In the cartoon’s intro a man puts a coin in a poker machine. He watches the wheels spin around until three oranges appear. Instead of a cash jackpot he gets three real oranges and, enraged, he punches the machine.
Next, the bug bites a cat’s ear. The cat feverishly begs the dog to “deal the cards, deal the cards”.
When the cat loses at gin rummy the dog’s penalties are grim.
First, the Gesundheit (the cat gets covered in bubblegum). Second, the William Tell (the dog fires a suction-head arrow at the cat’s face). And third, Roll out the Barrel (the cat is stuffed in a barrel which trails gunpowder up hill and down dale then the dog lights the fuse. KABOOM).
Like a lot of my favourite cartoons there’s a serious side to the humour.
And, as with many older cartoons, the message is clear.
The narrator tells the audience, “So remember folks, the gambling bug will get you if you don’t watch out.”

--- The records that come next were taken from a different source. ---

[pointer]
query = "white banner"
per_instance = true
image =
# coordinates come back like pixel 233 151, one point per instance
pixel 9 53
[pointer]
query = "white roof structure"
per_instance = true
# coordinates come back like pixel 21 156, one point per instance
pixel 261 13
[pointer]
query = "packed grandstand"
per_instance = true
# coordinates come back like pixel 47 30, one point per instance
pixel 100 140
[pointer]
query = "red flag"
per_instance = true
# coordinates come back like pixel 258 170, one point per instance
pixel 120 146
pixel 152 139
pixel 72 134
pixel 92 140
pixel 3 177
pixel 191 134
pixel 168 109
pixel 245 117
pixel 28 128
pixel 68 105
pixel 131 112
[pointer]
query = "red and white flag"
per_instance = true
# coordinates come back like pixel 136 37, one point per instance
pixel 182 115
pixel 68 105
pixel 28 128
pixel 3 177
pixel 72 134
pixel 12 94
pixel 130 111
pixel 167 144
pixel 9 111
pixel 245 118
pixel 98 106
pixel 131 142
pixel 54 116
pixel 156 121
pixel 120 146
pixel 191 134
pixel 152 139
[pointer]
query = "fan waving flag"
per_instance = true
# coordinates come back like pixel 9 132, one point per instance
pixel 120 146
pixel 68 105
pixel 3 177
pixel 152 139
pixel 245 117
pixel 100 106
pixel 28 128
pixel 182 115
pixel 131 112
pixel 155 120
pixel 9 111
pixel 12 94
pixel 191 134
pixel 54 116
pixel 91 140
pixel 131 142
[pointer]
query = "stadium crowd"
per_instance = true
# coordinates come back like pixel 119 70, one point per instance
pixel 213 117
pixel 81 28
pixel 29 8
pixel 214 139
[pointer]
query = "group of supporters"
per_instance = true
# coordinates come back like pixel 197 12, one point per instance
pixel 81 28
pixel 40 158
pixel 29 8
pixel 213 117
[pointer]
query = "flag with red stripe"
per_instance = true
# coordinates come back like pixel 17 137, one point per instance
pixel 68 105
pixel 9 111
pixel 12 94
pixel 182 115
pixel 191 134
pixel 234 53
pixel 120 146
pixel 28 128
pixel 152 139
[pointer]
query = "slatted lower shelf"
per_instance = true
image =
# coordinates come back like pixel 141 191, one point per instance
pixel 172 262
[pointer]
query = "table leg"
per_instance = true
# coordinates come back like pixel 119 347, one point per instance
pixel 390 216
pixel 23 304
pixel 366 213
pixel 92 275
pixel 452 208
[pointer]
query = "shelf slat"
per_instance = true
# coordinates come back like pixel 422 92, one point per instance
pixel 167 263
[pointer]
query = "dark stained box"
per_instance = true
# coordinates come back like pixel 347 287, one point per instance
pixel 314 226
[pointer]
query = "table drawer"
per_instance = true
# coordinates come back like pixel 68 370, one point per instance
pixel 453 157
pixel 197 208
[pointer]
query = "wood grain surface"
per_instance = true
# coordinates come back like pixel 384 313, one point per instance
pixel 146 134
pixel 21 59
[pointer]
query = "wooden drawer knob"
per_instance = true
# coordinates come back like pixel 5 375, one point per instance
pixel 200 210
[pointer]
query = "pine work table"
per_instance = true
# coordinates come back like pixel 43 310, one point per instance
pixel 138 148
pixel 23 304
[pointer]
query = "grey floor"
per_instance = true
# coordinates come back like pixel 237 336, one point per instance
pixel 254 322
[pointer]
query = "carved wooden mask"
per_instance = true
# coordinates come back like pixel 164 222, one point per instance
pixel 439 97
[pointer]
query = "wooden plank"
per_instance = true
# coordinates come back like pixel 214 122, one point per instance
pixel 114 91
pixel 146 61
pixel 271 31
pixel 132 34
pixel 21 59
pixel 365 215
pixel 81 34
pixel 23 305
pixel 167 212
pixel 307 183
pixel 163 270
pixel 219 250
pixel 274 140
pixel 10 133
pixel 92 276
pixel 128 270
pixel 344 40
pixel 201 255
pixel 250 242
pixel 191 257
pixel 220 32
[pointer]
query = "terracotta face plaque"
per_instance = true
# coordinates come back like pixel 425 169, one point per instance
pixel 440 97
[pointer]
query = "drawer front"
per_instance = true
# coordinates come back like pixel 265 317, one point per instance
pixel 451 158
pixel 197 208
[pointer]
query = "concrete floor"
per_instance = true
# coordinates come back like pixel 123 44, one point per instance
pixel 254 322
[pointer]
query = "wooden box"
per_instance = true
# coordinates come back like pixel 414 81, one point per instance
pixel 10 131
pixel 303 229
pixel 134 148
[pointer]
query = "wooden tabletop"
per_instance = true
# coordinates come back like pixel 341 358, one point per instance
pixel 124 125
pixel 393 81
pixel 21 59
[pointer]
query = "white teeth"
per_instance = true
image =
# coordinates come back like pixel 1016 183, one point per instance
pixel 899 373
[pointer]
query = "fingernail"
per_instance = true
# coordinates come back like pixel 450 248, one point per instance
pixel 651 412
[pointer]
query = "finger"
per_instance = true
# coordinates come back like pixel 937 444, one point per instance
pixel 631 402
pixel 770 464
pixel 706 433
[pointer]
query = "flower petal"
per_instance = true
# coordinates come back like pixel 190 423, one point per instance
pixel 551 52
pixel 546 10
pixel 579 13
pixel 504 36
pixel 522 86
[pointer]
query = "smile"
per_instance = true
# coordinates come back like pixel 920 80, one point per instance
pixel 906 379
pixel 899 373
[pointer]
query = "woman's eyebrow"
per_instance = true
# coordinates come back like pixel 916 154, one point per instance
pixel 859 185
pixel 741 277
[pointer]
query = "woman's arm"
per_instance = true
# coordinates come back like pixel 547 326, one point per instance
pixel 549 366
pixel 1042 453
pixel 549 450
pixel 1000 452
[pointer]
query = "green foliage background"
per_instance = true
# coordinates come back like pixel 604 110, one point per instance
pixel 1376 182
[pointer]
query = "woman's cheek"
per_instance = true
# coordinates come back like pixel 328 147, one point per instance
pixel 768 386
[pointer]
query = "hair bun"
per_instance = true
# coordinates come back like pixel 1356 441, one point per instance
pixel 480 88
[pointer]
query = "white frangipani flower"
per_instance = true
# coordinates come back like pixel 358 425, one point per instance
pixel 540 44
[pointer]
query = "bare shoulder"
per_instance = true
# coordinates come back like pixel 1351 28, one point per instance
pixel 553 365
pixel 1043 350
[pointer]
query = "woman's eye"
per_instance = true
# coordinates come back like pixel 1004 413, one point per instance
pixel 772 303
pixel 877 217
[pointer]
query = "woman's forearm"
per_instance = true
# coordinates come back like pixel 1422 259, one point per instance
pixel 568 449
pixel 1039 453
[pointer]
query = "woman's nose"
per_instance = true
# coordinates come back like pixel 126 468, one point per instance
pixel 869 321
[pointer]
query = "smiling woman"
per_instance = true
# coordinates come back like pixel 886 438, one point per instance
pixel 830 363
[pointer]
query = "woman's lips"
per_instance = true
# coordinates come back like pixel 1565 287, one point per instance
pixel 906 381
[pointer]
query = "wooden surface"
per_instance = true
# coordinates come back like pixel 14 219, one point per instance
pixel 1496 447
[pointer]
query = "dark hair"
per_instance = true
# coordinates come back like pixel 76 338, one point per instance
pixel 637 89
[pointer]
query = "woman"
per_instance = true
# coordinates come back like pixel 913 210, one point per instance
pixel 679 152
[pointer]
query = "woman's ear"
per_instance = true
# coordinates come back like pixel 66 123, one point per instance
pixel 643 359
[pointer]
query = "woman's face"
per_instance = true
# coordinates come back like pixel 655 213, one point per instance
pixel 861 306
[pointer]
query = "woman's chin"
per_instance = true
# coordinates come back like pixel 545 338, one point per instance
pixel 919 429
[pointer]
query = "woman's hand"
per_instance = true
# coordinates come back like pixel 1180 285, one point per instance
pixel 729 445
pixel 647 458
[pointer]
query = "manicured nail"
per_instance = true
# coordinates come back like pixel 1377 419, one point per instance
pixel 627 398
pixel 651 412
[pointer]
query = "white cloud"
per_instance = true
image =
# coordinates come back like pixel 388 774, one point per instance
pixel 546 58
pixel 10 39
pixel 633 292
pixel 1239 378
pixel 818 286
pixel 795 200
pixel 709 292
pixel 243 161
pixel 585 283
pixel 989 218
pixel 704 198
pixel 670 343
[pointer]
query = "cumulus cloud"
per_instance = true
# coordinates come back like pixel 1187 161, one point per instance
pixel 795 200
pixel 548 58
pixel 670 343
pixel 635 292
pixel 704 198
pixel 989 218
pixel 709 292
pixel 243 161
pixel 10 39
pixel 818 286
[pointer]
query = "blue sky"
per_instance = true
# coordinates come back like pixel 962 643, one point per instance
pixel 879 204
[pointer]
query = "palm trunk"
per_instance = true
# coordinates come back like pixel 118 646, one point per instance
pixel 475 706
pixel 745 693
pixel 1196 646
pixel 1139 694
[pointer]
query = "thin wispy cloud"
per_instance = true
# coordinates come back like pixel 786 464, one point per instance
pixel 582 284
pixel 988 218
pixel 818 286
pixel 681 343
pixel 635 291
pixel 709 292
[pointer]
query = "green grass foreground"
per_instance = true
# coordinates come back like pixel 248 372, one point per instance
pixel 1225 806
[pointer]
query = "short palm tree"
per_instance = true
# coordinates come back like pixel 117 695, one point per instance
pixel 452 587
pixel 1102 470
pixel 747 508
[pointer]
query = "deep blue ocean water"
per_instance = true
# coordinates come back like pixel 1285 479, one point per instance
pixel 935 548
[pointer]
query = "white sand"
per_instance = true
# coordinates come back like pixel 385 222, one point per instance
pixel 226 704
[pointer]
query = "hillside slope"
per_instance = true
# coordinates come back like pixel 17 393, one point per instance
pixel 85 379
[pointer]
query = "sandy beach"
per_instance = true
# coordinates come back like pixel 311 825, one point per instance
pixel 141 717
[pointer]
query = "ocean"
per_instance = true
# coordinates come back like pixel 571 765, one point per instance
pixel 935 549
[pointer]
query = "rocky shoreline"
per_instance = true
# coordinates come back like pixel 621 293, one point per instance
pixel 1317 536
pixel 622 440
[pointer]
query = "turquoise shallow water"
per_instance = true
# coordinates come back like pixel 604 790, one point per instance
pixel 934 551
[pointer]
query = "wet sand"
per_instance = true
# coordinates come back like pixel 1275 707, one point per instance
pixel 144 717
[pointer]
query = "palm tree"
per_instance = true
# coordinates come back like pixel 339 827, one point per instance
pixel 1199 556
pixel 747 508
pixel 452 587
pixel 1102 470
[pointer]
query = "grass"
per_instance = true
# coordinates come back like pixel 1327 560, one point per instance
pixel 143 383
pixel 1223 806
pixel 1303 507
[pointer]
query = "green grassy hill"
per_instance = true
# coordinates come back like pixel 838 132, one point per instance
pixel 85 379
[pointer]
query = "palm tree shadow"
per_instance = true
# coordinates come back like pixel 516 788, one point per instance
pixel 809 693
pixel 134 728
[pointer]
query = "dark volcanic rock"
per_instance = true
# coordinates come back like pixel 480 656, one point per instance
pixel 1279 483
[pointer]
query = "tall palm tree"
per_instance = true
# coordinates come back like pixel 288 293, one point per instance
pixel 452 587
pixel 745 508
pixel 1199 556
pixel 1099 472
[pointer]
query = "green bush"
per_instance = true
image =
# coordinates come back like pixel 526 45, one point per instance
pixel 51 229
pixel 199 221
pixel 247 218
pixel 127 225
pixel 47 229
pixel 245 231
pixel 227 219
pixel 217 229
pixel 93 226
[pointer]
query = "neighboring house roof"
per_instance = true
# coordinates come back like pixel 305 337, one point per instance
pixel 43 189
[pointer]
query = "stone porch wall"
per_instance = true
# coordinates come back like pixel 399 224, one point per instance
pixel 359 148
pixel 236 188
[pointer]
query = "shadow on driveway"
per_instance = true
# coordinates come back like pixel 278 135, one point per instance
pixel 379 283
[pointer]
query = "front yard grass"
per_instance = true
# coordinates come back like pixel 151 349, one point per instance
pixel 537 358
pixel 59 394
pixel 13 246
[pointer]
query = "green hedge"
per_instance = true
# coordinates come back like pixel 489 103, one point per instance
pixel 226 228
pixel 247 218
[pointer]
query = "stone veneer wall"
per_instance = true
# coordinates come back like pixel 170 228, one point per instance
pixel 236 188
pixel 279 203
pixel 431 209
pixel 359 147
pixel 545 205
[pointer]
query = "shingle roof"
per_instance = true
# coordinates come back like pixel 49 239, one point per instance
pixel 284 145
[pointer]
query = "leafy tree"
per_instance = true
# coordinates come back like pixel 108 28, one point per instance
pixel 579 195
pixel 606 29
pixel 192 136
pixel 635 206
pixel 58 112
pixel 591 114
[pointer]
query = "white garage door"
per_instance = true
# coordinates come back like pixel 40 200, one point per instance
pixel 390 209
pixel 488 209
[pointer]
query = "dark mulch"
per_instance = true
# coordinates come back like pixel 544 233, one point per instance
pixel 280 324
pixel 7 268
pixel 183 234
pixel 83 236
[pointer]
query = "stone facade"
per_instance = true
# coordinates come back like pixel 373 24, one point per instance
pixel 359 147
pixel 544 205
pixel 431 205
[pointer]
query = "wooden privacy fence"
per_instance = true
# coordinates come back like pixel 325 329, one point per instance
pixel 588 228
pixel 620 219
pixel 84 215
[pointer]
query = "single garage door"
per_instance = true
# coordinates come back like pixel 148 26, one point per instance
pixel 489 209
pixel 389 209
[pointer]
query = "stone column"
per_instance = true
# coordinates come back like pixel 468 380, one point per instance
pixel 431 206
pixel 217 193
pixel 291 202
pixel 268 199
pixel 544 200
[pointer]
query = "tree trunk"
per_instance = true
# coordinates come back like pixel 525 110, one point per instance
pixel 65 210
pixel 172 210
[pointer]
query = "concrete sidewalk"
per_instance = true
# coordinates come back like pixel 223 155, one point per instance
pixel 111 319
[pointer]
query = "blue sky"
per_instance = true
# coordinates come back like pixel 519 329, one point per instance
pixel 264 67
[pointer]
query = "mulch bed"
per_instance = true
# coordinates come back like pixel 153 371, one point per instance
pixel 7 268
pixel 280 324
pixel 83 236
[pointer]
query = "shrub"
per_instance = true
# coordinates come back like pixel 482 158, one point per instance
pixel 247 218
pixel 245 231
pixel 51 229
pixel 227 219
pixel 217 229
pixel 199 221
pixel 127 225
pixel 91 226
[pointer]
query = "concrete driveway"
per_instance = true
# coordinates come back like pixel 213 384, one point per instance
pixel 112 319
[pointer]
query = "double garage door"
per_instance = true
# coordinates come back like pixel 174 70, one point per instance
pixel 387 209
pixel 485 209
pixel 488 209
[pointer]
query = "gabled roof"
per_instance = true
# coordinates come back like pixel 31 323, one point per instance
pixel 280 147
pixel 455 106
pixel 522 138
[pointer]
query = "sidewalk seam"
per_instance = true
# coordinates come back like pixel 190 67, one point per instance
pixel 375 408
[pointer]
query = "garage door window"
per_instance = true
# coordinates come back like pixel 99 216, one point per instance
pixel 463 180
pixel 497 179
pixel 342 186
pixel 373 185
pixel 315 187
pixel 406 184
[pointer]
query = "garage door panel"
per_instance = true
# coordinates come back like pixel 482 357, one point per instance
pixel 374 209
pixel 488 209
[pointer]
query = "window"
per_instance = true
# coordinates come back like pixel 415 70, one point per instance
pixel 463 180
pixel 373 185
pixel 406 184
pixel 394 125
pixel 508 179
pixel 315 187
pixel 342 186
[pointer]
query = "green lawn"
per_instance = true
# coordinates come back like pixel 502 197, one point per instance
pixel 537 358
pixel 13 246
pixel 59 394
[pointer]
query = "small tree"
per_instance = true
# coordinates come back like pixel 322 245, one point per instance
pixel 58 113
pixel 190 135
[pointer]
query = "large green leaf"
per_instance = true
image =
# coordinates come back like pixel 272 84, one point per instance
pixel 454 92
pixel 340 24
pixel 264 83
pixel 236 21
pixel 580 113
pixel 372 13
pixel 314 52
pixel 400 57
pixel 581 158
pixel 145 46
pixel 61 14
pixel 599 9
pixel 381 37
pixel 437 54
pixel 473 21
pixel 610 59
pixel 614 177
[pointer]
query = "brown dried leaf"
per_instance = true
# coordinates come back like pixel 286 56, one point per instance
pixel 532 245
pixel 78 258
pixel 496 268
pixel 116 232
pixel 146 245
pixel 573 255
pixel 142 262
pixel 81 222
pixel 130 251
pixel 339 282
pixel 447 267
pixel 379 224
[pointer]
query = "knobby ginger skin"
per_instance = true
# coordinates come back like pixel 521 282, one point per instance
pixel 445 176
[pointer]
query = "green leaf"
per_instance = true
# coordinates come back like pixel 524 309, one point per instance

I credit my Christian upbringing with the fact I’ve never been bitten by the bug and yet I have seen gambling’s destructive effects.
President of the Uniting Church, the Rev. Alistair Macrae, says that each year thousands of children suffer because of the impact of someone’s poker machine gambling, with problem gamblers each affecting at least one child and adversely impacting upon ten others.
Three quarters of severe problem gamblers play poker machines, Mr Macrae says, and it is possible to lose $1,500 an hour on modern machines.
The social costs of problem gambling are also high. Relationship breakdown, mental health issues, unemployment, debt and financial hardship, theft and social isolation contribute to costs estimated at $4.7 billion a year.
In March the Uniting Church joined with others to launch the Australian Churches Gambling Taskforce — a group committed to fighting for gambling policy that supports consumer protection and harm minimisation.
It’s a fight that brings churches into conflict with some “high rollers” — politicians and industry players with vested interests in the continued growth of poker machine revenue in Australia.
The taskforce supports the introduction of pre-commitment technology on poker machines.
This technology requires gamblers to choose and stick to gambling limits.
ClubsAustralia is hitting back with a $20 million advertising campaign opposing it.
You can bet on one thing: This is a fight the families of problem gamblers hope the church taskforce wins.
Marjorie Lewis-Jones
PS: The gambling bug’s unexpected penalty was called The Post. See “Early to Bet” on DVD as part of Looney Tunes Golden Collection: Volume 1.